The alpine team announced its roster Monday – a group of 54 men and women that includes 15 Olympians, including Turin Winter Games gold medalists Julia Mancuso and Ted Ligety.Mancuso, of Olympic Valley, Calif., and Vail’s Lindsey Kildow headline a deep women’s team that appears primed to compete for podium spots in Aspen when the World Cup circuit arrives Dec. 7-9 for a downhill, a super G and a slalom. The women’s downhill will be the first here since 1988 – and marks the 40th anniversary of the first women’s downhill in Aspen.Last season, Mancuso produced the finest result for a U.S. woman since 1984, finishing third in the World Cup overall after recording her first four career victories. She also collected another Worlds medal – the third of her career, this one silver in super combined – at the Alpine World Ski Championships in Åre, Sweden, and was named U.S. Alpine Skier of the Year by Ski Racing magazine. Kildow added three World Cup victories (seven in her career) and earned the silver medal in downhill and super G at Worlds before a knee injury shortened her 2007 season by a month.

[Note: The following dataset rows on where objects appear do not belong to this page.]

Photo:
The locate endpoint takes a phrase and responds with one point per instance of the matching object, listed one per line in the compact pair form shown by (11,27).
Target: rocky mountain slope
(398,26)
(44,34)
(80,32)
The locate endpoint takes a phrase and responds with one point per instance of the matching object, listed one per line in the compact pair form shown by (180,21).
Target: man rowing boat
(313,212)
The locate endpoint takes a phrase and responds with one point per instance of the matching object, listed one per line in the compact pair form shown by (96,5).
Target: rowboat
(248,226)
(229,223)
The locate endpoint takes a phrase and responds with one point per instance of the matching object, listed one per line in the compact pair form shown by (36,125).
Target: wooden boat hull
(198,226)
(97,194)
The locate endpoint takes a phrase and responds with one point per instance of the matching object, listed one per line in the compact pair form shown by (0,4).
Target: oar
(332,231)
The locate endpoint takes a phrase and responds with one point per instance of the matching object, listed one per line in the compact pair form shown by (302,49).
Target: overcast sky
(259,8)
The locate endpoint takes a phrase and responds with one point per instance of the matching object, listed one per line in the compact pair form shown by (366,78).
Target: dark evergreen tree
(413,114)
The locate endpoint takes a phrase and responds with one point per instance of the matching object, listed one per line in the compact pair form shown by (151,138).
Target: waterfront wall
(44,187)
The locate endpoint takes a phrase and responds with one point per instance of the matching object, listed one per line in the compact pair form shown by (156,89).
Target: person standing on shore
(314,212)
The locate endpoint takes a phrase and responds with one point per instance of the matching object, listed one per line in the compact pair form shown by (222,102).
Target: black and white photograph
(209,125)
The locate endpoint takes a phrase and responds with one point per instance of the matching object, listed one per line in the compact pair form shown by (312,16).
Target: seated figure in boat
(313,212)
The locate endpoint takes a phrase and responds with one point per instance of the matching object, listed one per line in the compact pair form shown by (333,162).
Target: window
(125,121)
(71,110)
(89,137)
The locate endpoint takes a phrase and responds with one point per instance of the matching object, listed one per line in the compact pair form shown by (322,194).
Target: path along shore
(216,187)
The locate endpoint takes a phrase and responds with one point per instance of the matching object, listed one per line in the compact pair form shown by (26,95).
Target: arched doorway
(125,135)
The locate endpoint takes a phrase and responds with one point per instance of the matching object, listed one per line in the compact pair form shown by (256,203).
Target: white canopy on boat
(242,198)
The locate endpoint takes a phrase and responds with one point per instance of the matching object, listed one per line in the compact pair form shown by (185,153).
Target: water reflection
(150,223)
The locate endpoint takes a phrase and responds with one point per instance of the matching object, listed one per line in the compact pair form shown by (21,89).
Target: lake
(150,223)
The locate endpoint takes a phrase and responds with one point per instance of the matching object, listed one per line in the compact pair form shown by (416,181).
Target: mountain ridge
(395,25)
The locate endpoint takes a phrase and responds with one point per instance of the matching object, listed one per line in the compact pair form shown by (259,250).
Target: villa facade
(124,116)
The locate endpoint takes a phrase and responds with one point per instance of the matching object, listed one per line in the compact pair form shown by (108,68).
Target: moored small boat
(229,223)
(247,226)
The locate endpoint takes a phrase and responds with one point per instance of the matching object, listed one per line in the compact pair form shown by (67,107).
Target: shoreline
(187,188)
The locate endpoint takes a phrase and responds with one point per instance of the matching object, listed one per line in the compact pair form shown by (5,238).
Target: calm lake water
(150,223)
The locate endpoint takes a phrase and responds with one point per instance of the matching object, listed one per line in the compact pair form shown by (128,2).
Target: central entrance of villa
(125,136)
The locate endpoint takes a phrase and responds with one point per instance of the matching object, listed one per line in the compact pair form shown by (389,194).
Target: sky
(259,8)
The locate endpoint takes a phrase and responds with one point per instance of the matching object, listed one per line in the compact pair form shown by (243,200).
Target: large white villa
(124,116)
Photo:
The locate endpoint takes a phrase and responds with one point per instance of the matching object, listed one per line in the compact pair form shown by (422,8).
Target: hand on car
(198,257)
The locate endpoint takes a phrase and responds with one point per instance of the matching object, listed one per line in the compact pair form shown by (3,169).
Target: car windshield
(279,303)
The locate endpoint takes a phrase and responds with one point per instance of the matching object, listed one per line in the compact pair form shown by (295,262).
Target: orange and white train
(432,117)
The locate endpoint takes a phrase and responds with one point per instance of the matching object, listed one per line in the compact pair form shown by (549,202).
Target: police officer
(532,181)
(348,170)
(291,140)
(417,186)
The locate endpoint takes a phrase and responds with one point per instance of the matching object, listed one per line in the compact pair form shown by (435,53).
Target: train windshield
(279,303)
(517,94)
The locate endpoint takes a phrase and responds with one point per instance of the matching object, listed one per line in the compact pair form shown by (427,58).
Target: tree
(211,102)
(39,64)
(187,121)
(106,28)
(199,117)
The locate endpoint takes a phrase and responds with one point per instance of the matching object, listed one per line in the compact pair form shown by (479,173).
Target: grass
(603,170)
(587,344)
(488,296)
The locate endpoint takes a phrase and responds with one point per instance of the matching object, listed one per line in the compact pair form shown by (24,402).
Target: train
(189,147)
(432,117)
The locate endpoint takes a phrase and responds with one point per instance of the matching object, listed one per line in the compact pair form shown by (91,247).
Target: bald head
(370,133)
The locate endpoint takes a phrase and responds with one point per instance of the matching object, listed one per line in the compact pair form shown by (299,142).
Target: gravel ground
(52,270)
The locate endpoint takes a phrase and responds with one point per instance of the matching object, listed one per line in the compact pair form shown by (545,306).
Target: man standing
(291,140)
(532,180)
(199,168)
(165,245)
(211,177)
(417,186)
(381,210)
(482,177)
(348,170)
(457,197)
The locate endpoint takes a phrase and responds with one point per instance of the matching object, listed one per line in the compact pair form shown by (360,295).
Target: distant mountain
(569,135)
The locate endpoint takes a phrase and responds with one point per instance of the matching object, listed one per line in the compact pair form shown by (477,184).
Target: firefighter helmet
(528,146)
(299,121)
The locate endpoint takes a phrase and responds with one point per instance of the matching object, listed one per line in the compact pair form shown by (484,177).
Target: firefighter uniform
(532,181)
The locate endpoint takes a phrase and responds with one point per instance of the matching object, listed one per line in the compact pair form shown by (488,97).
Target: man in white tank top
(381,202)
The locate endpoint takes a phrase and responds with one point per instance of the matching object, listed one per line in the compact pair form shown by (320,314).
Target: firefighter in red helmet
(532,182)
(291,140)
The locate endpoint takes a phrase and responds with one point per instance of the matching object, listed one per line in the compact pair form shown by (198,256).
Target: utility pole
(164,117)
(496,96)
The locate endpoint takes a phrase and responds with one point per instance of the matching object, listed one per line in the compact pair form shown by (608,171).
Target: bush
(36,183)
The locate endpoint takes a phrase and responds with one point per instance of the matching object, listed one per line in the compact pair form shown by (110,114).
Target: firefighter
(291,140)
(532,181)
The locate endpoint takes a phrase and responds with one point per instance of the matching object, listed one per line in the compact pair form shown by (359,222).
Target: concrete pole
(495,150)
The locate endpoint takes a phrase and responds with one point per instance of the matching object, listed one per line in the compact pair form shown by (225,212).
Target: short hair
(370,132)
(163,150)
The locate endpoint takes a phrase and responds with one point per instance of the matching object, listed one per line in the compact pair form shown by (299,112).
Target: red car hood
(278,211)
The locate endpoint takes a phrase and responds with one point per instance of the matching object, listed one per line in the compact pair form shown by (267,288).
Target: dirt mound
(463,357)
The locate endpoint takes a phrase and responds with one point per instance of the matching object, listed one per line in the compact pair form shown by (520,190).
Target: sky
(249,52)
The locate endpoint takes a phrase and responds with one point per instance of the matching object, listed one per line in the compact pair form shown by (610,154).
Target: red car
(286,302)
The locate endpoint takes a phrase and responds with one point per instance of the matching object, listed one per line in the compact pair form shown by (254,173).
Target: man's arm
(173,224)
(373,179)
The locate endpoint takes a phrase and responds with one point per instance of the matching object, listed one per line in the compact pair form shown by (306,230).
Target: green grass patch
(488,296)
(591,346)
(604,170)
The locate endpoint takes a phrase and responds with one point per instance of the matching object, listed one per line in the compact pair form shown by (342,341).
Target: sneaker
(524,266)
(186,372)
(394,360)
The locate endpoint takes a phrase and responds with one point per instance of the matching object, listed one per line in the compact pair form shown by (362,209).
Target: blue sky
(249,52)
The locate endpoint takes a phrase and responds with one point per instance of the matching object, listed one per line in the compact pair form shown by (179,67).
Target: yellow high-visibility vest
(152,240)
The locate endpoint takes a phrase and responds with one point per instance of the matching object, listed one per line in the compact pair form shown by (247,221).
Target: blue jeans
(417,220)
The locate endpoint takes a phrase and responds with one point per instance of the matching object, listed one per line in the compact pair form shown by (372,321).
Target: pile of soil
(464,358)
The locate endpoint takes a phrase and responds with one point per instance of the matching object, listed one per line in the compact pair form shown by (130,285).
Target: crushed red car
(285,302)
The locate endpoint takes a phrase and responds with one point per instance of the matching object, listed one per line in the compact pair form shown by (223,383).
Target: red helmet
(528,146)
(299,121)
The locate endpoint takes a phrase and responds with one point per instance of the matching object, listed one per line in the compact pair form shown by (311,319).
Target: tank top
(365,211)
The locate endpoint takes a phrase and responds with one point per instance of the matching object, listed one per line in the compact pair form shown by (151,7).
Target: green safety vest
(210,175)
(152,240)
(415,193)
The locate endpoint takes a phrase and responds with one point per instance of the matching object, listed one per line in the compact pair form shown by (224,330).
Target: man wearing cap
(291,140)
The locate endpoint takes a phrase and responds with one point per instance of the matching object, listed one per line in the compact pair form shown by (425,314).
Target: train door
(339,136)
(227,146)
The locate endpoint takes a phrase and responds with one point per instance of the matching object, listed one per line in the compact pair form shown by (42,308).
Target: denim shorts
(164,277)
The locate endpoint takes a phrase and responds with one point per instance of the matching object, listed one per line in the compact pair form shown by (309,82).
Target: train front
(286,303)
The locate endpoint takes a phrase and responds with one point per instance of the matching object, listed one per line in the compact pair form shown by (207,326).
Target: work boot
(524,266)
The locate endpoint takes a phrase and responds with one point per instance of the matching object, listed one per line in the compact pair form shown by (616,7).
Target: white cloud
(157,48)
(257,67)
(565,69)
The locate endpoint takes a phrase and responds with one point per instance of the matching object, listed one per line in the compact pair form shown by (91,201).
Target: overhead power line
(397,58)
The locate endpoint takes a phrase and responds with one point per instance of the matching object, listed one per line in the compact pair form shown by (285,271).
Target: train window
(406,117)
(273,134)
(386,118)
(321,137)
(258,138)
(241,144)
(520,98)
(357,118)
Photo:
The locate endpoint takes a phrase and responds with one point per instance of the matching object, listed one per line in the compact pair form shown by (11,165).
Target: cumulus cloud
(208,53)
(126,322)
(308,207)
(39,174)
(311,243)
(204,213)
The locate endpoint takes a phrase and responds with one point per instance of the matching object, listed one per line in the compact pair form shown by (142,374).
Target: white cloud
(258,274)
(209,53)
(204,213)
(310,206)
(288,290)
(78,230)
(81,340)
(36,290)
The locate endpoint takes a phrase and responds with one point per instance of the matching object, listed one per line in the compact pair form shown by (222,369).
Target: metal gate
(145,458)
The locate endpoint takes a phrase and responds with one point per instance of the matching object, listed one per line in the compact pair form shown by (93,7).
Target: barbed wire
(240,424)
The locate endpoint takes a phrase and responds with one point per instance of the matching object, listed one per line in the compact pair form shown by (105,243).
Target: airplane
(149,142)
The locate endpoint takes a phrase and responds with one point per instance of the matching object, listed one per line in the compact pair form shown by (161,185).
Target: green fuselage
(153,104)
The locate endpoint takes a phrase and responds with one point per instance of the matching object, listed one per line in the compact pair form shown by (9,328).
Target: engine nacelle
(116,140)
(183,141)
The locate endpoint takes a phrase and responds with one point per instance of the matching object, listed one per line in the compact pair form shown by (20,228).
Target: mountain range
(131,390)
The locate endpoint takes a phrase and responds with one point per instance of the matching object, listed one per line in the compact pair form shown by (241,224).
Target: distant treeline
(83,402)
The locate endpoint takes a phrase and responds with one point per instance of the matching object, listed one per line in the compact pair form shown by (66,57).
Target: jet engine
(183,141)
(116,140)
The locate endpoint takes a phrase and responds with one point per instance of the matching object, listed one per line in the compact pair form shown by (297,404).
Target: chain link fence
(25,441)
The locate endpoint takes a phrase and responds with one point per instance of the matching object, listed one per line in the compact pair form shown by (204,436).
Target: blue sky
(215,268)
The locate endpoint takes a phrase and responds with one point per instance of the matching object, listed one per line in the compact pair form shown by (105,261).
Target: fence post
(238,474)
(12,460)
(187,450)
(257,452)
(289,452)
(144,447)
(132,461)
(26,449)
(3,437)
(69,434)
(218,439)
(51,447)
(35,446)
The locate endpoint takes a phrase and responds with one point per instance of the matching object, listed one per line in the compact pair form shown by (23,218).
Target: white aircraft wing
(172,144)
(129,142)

Olympic combined champion Ted Ligety, of Park City, Utah, and first-time World Cup winner Steven Nyman, of Provo, Utah, are the most notable skiers on the men’s team in the wake of Miller’s departure.Nyman earned his first World Cup podium at the Birds of Prey races at Beaver Creek in December, then won his first race two weeks later when he captured the downhill in Val Gardena, Italy. Despite starting the season with a broken hand, Ligety had two more World Cup podiums and finished with two U.S. championships for the third straight season.”This team is loaded with talent, from our top athletes that have had Olympic, World Championship and World Cup success to the up-and-coming athletes that have been successful at the Europa Cup and NorAm levels and are ready to take a step up,” said alpine director Jesse Hunt in a team press release. “This is a team – on both the men’s and women’s side – that has shown the potential to reach our goal of winning at every level.”



The team named Aspen’s Jake Zamansky, a graduate of the Aspen Valley Ski and Snowboard Club who had six World Cup starts last season, to its men’s B team. Zamansky’s best World Cup result last season was a 44th in a super G at Val Gardena. He had better results on the NorAm Cup circuit – just below the World Cup – including a bronze in a giant slalom at Keystone in November.Both men’s and women’s teams, now in the midst of their summer training, will kick off the World Cup season in October in Soelden, Austria. Before the women arrive in Aspen, the men’s circuit will stop for four races on the Birds of Prey course at Beaver Creek, Nov. 29-Dec. 2. The U.S. also will host the NorAm Finals, March 13-16, at Whiteface Mountain, outside Lake Placid, N.Y.”U.S. skiers took 11 of the 12 NorAm titles last winter, and with the top two skiers in each discipline [slalom, GS, super G and downhill] earning automatic World Cup starts, that provides a great opportunity for our young skiers to gain valuable experience,” Hunt said. “They’ll get a chance to see what the World Cup is, see how they can find their place in the top level of their sport and keep working their way toward the 2010 Olympics in Vancouver.”